On the nature of Pb species in Pb-exchanged zeolite stellerite (STI): A combined experimental and theoretical study

Abstract

Structural properties of Pb-exchanged zeolites are of interest because of their applications in environmental remediation and in industrial processes. In this study, we report on a Pb-exchanged stellerite (Pb-STI), with particular focus on the cationic species, which form inside the zeolitic pores as a result of the exchange experiments. The produced zeolite had chemical composition Pb 13.4 (OH) 10 Al 17.4 Si 54.6 O 144 ∙38H 2 O, indicating that Pb was uptaken in form of [Pb(OH) x ] (2-x) species. The STI framework maintained the Fmmm space group characteristic of the type material. However, the extraframework occupants, Pb 2+ , H 2 O and OH − , were characterized by a strong positional-disorder. The latter was resolved and interpreted combining Extended X-ray Absorption Fine Structure (EXAFS) analysis with Molecular Dynamics (MD) simulations.
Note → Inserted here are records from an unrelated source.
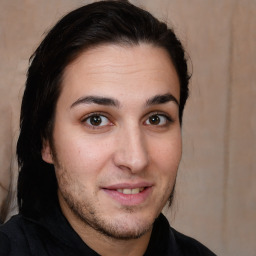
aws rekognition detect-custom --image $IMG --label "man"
[0,1,214,256]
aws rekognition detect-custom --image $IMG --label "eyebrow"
[70,96,120,108]
[146,93,180,106]
[70,93,179,108]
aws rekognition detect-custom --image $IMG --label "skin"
[42,43,182,256]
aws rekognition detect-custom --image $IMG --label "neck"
[76,224,152,256]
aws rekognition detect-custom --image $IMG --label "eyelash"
[81,112,173,129]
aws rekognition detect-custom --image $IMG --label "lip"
[102,182,153,206]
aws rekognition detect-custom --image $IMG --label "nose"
[114,127,149,173]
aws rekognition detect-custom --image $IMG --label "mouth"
[103,183,153,206]
[116,187,146,195]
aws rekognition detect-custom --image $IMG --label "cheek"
[55,132,113,178]
[151,131,182,171]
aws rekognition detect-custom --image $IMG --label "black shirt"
[0,207,215,256]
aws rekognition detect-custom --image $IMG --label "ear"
[41,140,53,164]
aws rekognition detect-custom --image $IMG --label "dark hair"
[17,1,190,217]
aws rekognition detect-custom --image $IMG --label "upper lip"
[103,182,153,190]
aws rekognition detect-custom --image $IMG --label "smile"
[117,187,145,195]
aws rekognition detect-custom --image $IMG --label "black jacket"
[0,207,215,256]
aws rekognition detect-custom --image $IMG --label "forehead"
[61,44,179,104]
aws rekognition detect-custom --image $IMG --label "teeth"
[117,188,144,195]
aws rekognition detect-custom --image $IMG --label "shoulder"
[170,227,216,256]
[0,215,29,256]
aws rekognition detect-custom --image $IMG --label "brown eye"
[148,115,160,125]
[145,114,172,126]
[89,116,102,126]
[85,115,109,126]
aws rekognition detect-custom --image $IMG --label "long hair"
[17,1,190,218]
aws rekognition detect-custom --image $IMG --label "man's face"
[42,44,181,239]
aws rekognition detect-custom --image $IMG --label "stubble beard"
[54,146,175,240]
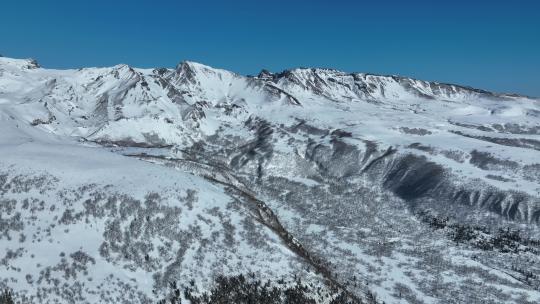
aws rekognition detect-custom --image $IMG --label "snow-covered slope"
[0,57,540,303]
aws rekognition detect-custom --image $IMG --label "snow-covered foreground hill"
[0,57,540,303]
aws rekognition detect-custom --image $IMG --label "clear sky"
[0,0,540,96]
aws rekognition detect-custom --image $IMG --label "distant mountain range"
[0,57,540,303]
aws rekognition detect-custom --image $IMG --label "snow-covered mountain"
[0,57,540,303]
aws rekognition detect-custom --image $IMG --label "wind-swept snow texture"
[0,57,540,303]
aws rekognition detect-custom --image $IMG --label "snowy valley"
[0,57,540,303]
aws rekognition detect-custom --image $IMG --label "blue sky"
[0,0,540,96]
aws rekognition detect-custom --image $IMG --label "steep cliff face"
[0,58,540,303]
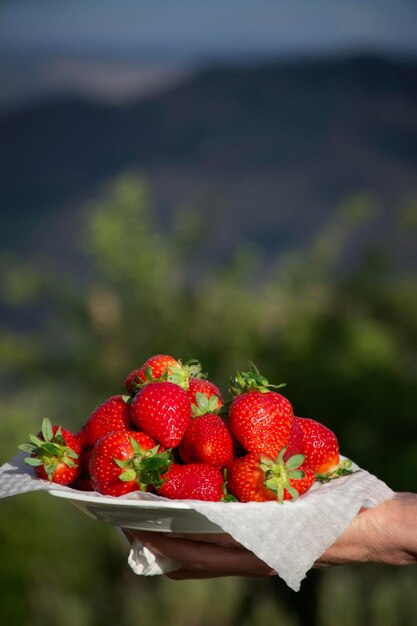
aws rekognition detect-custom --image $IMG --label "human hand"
[124,493,417,580]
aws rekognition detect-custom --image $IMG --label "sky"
[0,0,417,58]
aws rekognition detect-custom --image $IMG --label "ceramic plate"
[48,489,224,533]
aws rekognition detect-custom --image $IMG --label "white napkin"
[0,454,394,591]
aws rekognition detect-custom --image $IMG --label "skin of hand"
[124,493,417,580]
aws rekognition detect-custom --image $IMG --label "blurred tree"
[0,175,417,626]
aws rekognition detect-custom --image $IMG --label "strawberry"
[125,354,188,396]
[131,382,191,448]
[229,364,294,458]
[81,395,132,447]
[178,413,234,468]
[294,417,352,480]
[89,431,171,496]
[187,377,223,415]
[73,446,94,491]
[19,418,82,485]
[156,463,224,502]
[227,448,316,502]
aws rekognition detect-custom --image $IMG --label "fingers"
[128,531,275,580]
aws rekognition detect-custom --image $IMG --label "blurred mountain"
[0,55,417,263]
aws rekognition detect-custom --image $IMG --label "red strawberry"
[131,382,191,448]
[227,448,316,502]
[187,377,223,415]
[125,354,188,396]
[157,463,224,502]
[229,366,294,458]
[294,417,351,477]
[73,448,94,491]
[89,431,171,496]
[81,395,132,447]
[19,418,82,485]
[178,413,234,468]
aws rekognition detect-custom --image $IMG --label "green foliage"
[0,175,417,626]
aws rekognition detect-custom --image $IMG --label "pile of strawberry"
[19,355,351,502]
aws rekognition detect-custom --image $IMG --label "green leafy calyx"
[230,361,285,396]
[19,417,78,482]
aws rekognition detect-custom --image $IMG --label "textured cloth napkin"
[0,454,394,591]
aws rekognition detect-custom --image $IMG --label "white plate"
[48,489,224,533]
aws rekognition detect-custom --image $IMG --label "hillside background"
[0,0,417,626]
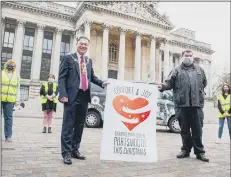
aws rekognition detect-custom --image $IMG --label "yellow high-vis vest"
[217,94,231,118]
[1,70,20,103]
[41,83,58,104]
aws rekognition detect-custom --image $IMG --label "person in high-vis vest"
[1,60,20,142]
[216,84,231,144]
[40,74,58,133]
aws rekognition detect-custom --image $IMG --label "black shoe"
[176,151,190,159]
[71,151,86,160]
[63,155,72,165]
[197,154,209,162]
[48,127,52,133]
[43,127,47,133]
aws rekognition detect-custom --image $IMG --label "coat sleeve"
[58,55,69,98]
[161,69,177,92]
[217,100,225,114]
[90,60,103,88]
[40,85,47,96]
[201,68,208,88]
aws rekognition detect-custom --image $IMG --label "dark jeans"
[61,97,88,157]
[1,102,14,139]
[218,117,231,139]
[176,107,205,155]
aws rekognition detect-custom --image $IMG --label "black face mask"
[6,65,14,71]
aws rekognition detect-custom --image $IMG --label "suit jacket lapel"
[71,53,80,76]
[85,56,91,79]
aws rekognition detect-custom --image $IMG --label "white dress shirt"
[76,52,88,89]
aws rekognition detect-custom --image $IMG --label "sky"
[59,2,230,73]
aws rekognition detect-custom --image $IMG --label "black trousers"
[176,107,205,155]
[61,91,88,157]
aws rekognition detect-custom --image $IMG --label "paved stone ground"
[2,118,230,177]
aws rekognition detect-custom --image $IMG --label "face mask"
[182,57,193,66]
[48,78,55,83]
[6,65,14,71]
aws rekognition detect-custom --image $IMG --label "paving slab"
[2,117,230,177]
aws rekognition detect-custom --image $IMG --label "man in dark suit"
[58,37,107,164]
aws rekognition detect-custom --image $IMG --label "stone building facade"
[1,1,214,100]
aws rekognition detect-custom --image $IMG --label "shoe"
[6,138,12,142]
[48,127,52,133]
[197,154,209,162]
[215,139,221,144]
[71,151,86,160]
[43,127,47,133]
[176,151,190,159]
[63,154,72,165]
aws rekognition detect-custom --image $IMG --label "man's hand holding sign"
[101,80,157,162]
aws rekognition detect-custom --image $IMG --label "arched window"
[109,43,118,63]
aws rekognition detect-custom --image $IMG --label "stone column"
[1,17,6,46]
[134,32,141,81]
[12,20,25,75]
[31,24,45,81]
[159,50,163,82]
[84,21,92,56]
[118,28,126,80]
[164,40,170,79]
[177,54,182,65]
[51,28,63,79]
[100,24,109,80]
[169,52,173,72]
[149,36,156,81]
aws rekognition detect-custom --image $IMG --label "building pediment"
[76,1,174,30]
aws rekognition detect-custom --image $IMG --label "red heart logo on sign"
[113,95,151,131]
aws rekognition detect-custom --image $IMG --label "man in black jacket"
[158,50,209,162]
[58,36,108,164]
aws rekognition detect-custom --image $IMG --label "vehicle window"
[91,83,105,92]
[160,90,173,100]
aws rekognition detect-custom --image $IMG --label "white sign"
[100,80,158,162]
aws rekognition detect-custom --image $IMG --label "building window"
[108,69,118,79]
[172,56,176,68]
[20,85,29,101]
[161,71,164,82]
[3,23,15,48]
[1,52,12,69]
[109,44,118,63]
[40,31,53,81]
[1,23,15,69]
[60,34,71,56]
[161,51,164,82]
[21,28,35,79]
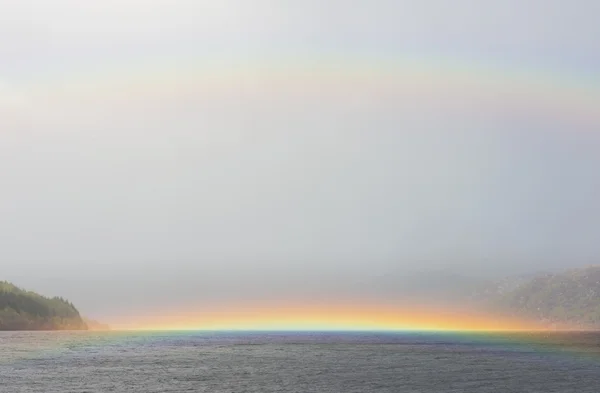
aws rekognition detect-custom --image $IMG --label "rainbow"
[12,56,600,126]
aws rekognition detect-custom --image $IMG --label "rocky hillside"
[0,282,87,330]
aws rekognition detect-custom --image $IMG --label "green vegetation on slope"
[0,282,87,330]
[496,266,600,329]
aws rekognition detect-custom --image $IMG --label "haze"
[0,0,600,322]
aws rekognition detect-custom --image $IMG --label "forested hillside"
[495,266,600,329]
[0,282,87,330]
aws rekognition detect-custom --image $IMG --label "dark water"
[0,332,600,393]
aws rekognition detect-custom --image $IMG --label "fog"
[0,0,600,322]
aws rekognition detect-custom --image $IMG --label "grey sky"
[0,0,600,320]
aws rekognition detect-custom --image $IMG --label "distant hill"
[0,282,87,330]
[490,266,600,329]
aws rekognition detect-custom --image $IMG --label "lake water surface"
[0,332,600,393]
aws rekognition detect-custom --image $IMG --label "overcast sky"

On average, Pb 2+ ions are coordinated by 2 OH − and 1H 2 O at distances <2.5 Å, whereas bonds to framework oxygen-atoms were found only at longer distances (>2.8 Å). Pb 2+ adopts mainly a sided distorted coordination, indicating a stereochemical activity of the lone pair electrons. The obtained results were compared with those of other mono-cationic forms of STI zeolites. Based on the analysis of the framework distortion experienced after the incorporation of different metal ions, considerations are drawn on the potential effect of Pb 2+ on the thermal stability of STI framework type zeolites. • A STI zeolite was Pb-exchanged in 0.5 M Pb(CH 3 COO) 2 solution at pH = 5-6. • No framework distortion from the Fmmm symmetry was observed. • The EF species (Pb 2+ , OH − , and H 2 O) were highly disordered in the cavities. • Pb 2+ is sided coordinated by OH − and H 2 O. • No significant interactions occur between Pb and framework oxygen.